856 S.W.2d 567, 1993 Tex. App. LEXIS 1825, 1993 WL 225544
CourtCourt of Appeals of Texas
DecidedMay 26, 1993
DocketNo. 09-92-202 CR
StatusPublished
Cited by10 cases

This text of 856 S.W.2d 567 (Stewart v. State) is published on Counsel Stack Legal Research, covering Court of Appeals of Texas primary law. Counsel Stack provides free access to over 12 million legal documents including statutes, case law, regulations, and constitutions.

Bluebook
Stewart v. State, 856 S.W.2d 567, 1993 Tex. App. LEXIS 1825, 1993 WL 225544 (Tex. Ct. App. 1993).

Opinions

[569]*569OPINION

WALKER, Chief Justice.

Appellant was indicted by a Jefferson County Grand Jury for the offense of Possession of a Controlled Substance on February 12, 1992. The indictment additionally alleged two prior convictions in order to enhance the punishment for that of a Habitual Felon. On September 17, 1992, a jury trial was held. At the conclusion of the evidence and argument of counsel, the jury found appellant guilty of the offense of Possession of a Controlled Substance. The jury further found that both enhancement paragraphs of the indictment were true and assessed appellant’s punishment at confinement in the Institutional Division of the Texas Department of Criminal Justice for a term of thirty-five years. It is from this judgment and conviction that appellant has perfected his appeal to this Court setting forth six points of error.
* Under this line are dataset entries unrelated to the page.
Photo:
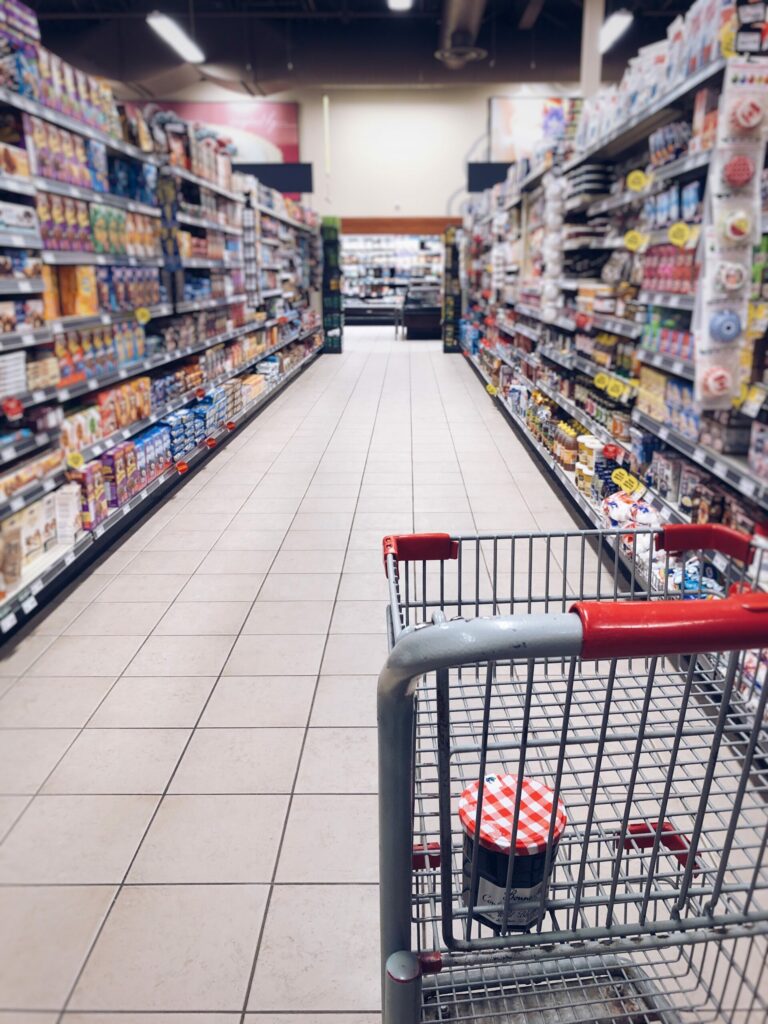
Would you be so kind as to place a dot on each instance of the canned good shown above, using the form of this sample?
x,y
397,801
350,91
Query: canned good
x,y
530,844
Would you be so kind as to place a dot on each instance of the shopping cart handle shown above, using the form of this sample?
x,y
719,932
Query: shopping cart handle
x,y
643,835
420,547
676,538
640,629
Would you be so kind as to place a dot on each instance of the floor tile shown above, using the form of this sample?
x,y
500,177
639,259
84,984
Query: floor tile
x,y
344,840
99,655
222,587
259,701
308,561
210,617
117,761
344,700
358,653
339,761
269,655
75,840
251,761
154,702
236,562
10,808
45,937
174,947
28,757
299,587
117,619
250,540
199,839
164,562
358,616
17,658
364,587
289,616
45,702
324,980
181,655
143,588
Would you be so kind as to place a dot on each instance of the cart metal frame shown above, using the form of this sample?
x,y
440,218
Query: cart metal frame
x,y
594,676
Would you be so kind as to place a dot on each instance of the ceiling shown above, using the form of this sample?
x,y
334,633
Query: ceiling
x,y
264,46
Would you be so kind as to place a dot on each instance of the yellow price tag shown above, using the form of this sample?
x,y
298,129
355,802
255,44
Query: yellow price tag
x,y
627,482
634,241
679,233
637,180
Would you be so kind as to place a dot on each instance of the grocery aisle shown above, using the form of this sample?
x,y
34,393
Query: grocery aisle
x,y
187,759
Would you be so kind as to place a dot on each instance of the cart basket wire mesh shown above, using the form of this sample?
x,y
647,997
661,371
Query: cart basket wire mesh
x,y
573,773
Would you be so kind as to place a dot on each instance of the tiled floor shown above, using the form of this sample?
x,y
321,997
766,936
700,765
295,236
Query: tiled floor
x,y
187,755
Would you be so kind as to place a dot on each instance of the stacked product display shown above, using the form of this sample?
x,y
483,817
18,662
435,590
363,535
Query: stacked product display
x,y
452,291
624,334
132,342
333,317
380,271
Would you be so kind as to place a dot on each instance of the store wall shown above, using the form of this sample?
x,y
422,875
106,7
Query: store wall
x,y
392,152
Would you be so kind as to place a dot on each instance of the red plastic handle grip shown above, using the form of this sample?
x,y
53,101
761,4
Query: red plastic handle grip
x,y
637,629
643,835
706,537
420,547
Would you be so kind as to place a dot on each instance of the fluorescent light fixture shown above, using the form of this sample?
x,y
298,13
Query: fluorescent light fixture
x,y
172,33
613,28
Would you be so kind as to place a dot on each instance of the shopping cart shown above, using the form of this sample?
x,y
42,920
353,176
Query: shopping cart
x,y
600,669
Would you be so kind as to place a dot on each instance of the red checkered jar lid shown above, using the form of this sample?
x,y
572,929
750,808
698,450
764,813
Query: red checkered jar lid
x,y
499,796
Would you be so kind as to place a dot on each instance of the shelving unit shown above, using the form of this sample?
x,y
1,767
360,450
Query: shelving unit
x,y
594,339
182,334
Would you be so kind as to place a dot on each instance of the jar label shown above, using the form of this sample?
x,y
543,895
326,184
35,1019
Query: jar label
x,y
523,903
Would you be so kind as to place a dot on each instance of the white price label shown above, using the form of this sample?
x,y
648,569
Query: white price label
x,y
8,622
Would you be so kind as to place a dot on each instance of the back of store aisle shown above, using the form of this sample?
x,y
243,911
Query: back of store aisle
x,y
187,752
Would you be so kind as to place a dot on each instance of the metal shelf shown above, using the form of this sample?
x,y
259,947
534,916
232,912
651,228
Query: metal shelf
x,y
681,368
23,602
730,469
181,172
209,225
54,258
668,300
10,286
72,124
19,240
193,306
92,196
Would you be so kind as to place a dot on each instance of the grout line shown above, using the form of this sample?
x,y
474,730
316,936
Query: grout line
x,y
172,775
314,694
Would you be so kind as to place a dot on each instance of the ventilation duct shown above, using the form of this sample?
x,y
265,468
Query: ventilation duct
x,y
459,31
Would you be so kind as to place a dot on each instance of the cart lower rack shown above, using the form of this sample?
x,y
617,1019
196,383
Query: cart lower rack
x,y
573,780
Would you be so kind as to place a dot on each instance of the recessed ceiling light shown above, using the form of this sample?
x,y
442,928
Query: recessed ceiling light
x,y
613,28
172,33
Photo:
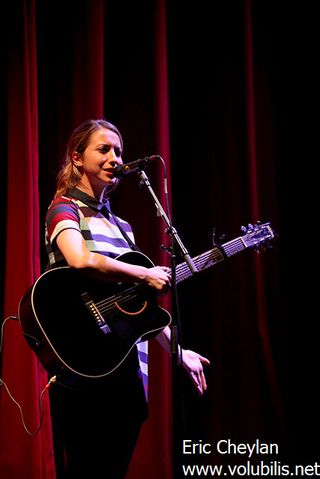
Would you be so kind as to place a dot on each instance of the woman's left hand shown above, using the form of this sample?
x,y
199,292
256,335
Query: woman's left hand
x,y
193,364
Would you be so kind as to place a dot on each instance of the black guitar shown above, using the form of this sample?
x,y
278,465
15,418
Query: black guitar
x,y
87,328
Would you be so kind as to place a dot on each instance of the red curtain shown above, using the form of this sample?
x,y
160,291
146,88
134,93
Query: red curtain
x,y
218,93
22,454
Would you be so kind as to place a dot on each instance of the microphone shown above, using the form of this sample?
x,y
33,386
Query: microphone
x,y
133,167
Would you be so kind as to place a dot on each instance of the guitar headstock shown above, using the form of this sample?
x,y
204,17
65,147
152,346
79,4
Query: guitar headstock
x,y
258,235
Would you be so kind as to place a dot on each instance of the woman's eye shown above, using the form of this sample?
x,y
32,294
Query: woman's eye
x,y
104,149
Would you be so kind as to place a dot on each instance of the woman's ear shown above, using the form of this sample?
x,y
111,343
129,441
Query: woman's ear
x,y
76,159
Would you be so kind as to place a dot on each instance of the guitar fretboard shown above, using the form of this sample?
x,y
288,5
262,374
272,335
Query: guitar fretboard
x,y
210,258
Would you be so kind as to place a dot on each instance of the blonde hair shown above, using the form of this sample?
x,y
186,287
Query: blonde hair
x,y
69,176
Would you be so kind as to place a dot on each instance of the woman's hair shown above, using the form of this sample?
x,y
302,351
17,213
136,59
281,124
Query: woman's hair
x,y
69,175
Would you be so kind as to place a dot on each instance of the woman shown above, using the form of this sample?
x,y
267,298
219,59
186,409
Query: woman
x,y
96,425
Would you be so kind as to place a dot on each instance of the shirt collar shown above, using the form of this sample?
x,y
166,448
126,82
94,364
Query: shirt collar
x,y
87,199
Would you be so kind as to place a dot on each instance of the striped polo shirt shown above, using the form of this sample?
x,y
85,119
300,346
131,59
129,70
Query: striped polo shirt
x,y
102,235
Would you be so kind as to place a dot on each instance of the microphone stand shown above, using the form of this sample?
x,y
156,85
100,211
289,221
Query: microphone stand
x,y
174,346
Factually, the State called two police officers, who testified that they arrested appellant for possession of a “erackpipe” after one of the officers observed him throw the object during a drug sweep. The State also called a lab technician who testified that the alleged controlled substance was cocaine. Appellant called a fact witness, a female companion, who disputed the testimony of the arresting officers concerning whether or not appellant possessed the “erackpipe.”

Appellant’s point of error one contends that the trial court erred in overruling appellant’s objection to the designation of the trial court as the “Drug Impact Court.” Appellant contends that this designation of the very court in which appellant was tried denied him a fair trial. Counsel for appellant objected to this prominently displayed sign in the hallway where all jurors must directly look before entering the courtroom. Appellant contends that the designation of the court as the “Drug Impact Court” is a comment on the weight of the evidence. More specifically appellant contends that the court’s designation is tantamount to instructing the jury that appellant is a drug dealer. The trial court overruled appellant’s objection.

On January 13, 1993 this Court filed its opinion in Rogers v. State, 846 S.W.2d 883 (Tex.App.—Beaumont 1993, no pet). In Rogers, appellant’s point of error one was very similar to our present appellant’s point of error one. In Rogers, we declined to rule that the sign was not prejudicial as a matter of law. We did determine that Rogers had failed to show in the record where his right to an impartial jury had been violated. We believe it incumbent upon appellant to make a clear showing from the record that his right to an impartial jury has been somehow overcome, hindered or adversely affected by the trial court’s designation as “Drug Impact Court.” We shall not presume harm to appellant. Point of error one is overruled.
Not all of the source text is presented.